# Loading data from the Harvard Art Museums

This script loads all objects in the online collection of the [Harvard Art Museums](https://harvardartmuseums.org/collections).

Requests are parallelized for maximum efficiency. Note that there may be IP-based rate limits on the website, so you won't necessarily be able to download the data at maximum network speed. It shouldn't take more than a few minutes though.

In [1]:
import asyncio
import aiohttp

import sys
from aiohttp_retry import RetryClient
from tqdm import tqdm

In [2]:
async def load_page(client: aiohttp.ClientSession, num: int):
    offset = 100 * num
    async with client.get(f'https://harvardartmuseums.org/browse?load_amount=100&offset={offset}') as resp:
        assert resp.status == 200
        return await resp.json()

async def load_data():
    concurrency = 10

    records = []
    sema = asyncio.Semaphore(concurrency)

    async with aiohttp.ClientSession() as client:
        client = RetryClient(client)

        metadata = (await load_page(client, 0))["info"]  # type: ignore
        n_pages = metadata['pages']
        print(f"found {metadata['totalrecords']} objects and {n_pages} pages")

        async def query_task(num: int) -> None:
            try:
                data = await load_page(client, i)  # type: ignore
                records.extend(data['records'])
            except Exception as e:
                print(f"request failure: {e}", file=sys.stderr)
            finally:
                sema.release()

        for i in tqdm(range(n_pages)):
            await sema.acquire()
            asyncio.create_task(query_task(i))

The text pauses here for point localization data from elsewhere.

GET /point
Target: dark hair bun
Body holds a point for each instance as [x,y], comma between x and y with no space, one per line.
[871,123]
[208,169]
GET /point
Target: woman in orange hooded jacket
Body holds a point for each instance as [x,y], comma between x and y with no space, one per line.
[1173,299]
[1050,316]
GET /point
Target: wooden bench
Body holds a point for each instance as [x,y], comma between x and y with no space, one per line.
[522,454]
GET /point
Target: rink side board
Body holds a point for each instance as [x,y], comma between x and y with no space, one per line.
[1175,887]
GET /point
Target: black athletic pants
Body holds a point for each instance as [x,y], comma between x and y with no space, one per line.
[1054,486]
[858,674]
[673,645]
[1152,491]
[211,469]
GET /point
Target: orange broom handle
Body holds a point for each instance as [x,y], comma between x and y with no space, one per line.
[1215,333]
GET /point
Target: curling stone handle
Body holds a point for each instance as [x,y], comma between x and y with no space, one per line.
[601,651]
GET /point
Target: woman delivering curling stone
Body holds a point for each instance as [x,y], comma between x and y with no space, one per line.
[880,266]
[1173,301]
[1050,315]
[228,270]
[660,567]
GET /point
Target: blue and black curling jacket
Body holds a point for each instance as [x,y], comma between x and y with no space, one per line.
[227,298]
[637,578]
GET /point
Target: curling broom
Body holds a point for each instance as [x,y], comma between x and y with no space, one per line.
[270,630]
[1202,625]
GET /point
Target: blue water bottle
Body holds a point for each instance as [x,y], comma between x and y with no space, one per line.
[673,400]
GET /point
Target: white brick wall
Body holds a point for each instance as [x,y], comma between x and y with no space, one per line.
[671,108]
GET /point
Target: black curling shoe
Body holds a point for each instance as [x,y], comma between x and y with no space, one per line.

    for _ in range(concurrency):
        await sema.acquire()
    
    return records

In [3]:
data = await load_data()

found 242827 objects and 2429 pages


100%|██████████| 2429/2429 [05:24<00:00,  7.49it/s]
request failure: Session is closed
request failure: [Errno 1] [SSL: APPLICATION_DATA_AFTER_CLOSE_NOTIFY] application data after close notify (_ssl.c:2747)
request failure: [Errno 1] [SSL: APPLICATION_DATA_AFTER_CLOSE_NOTIFY] application data after close notify (_ssl.c:2747)
request failure: [Errno 1] [SSL: APPLICATION_DATA_AFTER_CLOSE_NOTIFY] application data after close notify (_ssl.c:2747)
request failure: [Errno 1] [SSL: APPLICATION_DATA_AFTER_CLOSE_NOTIFY] application data after close notify (_ssl.c:2747)
request failure: [Errno 1] [SSL: APPLICATION_DATA_AFTER_CLOSE_NOTIFY] application data after close notify (_ssl.c:2747)
request failure: [Errno 1] [SSL: APPLICATION_DATA_AFTER_CLOSE_NOTIFY] application data after close notify (_ssl.c:2747)
request failure: [Errno 1] [SSL: APPLICATION_DATA_AFTER_CLOSE_NOTIFY] application data after close notify (_ssl.c:2747)
request failure: [Errno 1] [SSL: APPLICATION_DATA_AFTER_CLOSE_NOTIFY] app

In [4]:
deduped_data = list({record['id']: record for record in data}.values())

print(f"Retrieved {len(data)} records, and {len(deduped_data)} distinct records")

Retrieved 241900 records, and 231500 distinct records


In [5]:
import json

with open("../data/artmuseums.json", "w") as f:
    json.dump(deduped_data, f)